Polish prime minister Donald Tusk has urged the largest faction in the European Parliament to reject the Anti-Counterfeiting Trade Agreement.
In a press conference on Friday, Tusk said ACTA "does not correspond to the reality of the 21st century" and should be turned down. The speech completed a U-turn that began two weeks ago, when Tusk — a former arch defender of the pact — said Poland would freeze its ratification of ACTA.
If Poland does not reverse its position again to support ACTA, the pact will be dead in Europe due to its status as a 'mixed agreement'. Even if the European Parliament were to approve ACTA — an increasingly unlikely prospect given the hostility of the parliament's new president — a rejection by a single member state would nullify the agreement across the union.
"I sent a letter today to all the party leaders who cooperate with the Civic Platform [Tusk's party] and the Polish People's Party in the European People's Party, including prime ministers, the [German] chancellor, presidents of some countries and the leadership of the European People's Party, with a proposal to reject ACTA in the shape that was negotiated by the European Commission," Tusk was reported as saying.
The European People's Party (EPP) bloc, which includes the ruling parties of Germany, France, Spain and Poland, dominates the European Parliament, Council and Commission. Some smaller rival blocs, including the Greens-European Free Alliance and the Progressive Alliance of Socialists & Democrats, have already come out against ACTA.

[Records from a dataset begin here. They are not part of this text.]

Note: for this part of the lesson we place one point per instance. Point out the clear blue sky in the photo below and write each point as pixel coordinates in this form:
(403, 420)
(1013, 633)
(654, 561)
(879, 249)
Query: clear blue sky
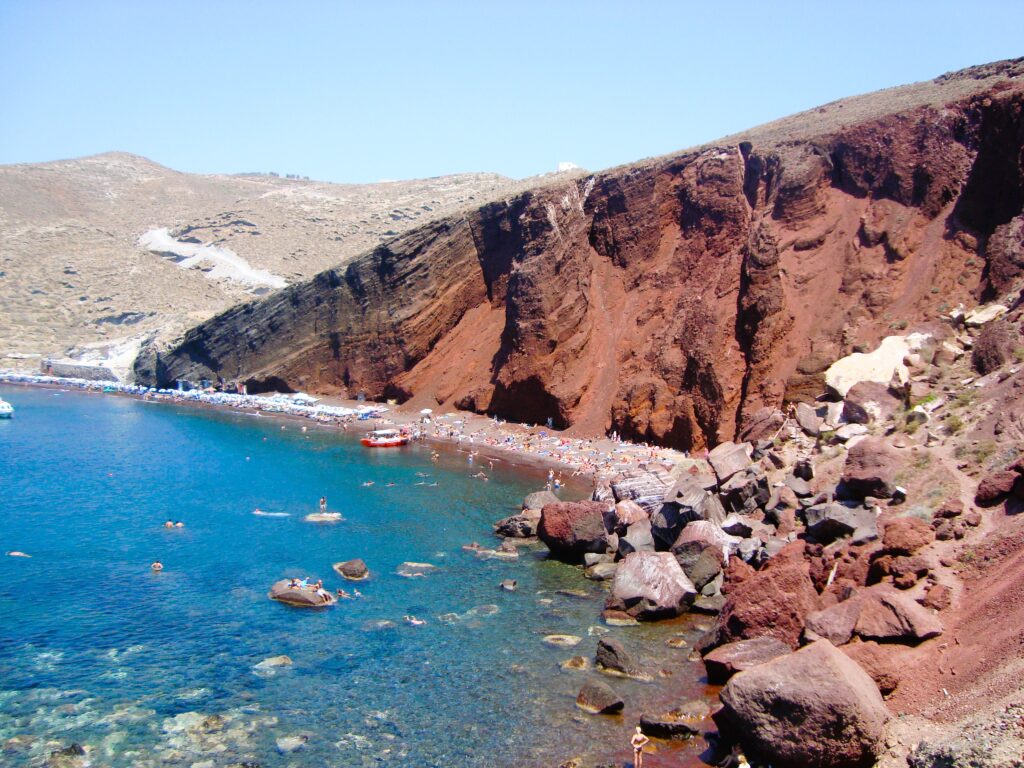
(363, 91)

The Polish prime minister, whose country saw some of the earliest large anti-ACTA demonstrations after 22 EU member states signed the agreement, went on to say he had been wrong to sign it. "It would be a sin to maintain a mistaken belief … the agreement does not correspond to the reality of the 21st century," he said. "The battle for the right to property should also respect the right to freedom."

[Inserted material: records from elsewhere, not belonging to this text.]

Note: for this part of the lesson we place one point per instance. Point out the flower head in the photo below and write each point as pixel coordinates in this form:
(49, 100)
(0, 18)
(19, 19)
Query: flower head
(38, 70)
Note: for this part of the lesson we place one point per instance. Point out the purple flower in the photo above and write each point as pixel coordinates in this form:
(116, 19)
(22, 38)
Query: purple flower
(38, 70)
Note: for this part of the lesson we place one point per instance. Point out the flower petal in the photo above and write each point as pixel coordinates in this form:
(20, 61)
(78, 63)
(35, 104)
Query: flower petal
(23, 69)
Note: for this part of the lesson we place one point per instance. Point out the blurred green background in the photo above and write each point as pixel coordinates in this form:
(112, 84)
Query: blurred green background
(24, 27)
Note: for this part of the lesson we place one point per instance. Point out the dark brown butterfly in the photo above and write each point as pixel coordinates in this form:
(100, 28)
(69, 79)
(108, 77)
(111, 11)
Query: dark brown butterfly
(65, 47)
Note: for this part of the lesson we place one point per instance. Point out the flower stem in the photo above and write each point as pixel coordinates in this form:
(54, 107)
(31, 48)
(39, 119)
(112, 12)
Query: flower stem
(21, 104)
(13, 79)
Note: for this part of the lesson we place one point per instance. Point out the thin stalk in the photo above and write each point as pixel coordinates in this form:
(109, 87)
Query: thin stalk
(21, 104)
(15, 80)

ACTA is an international agreement that was drawn up behind closed doors. Although its stated purpose is to harmonise copyright enforcement around the world, critics have noted that it could criminalise people who simply post a copyrighted image on a blog, or those engaged in small-scale file-sharing.
It would be a sin to maintain a mistaken belief … the agreement does not correspond to the reality of the 21st century.– Donald Tusk
Tusk's move is the most definitive yet from a European leader in rejecting ACTA. After Poland suspended its ratification, the Czech Republic and Latvia did the same. This week alone, Slovenia, Lithuania, Bulgaria and the Netherlands also followed suit.

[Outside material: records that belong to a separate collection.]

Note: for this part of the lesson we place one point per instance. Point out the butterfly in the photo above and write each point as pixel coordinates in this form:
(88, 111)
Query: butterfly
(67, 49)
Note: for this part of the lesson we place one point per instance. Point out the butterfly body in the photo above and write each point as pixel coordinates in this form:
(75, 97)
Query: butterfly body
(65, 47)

(UPDATE, Saturday 6pm: There are reports that Austria has now also suspended its ratification process. As in many of the other cases, it appears Austria wants to see the result of the European Parliament vote, currently scheduled for mid-June, before it decides whether or not to press on with ratification.)
Germany and Slovakia, neither of which had signed ACTA in the first place, have also halted their approval processes for the agreement, but in all these cases before Friday the approval of the agreement was still a possibility.
Because ACTA includes new criminal measures, it is treated within the EU as a mixed agreement. This means that the EU, as well as every single EU member state, has to sign and ratify it if the pact is to enter into force anywhere in the EU at all.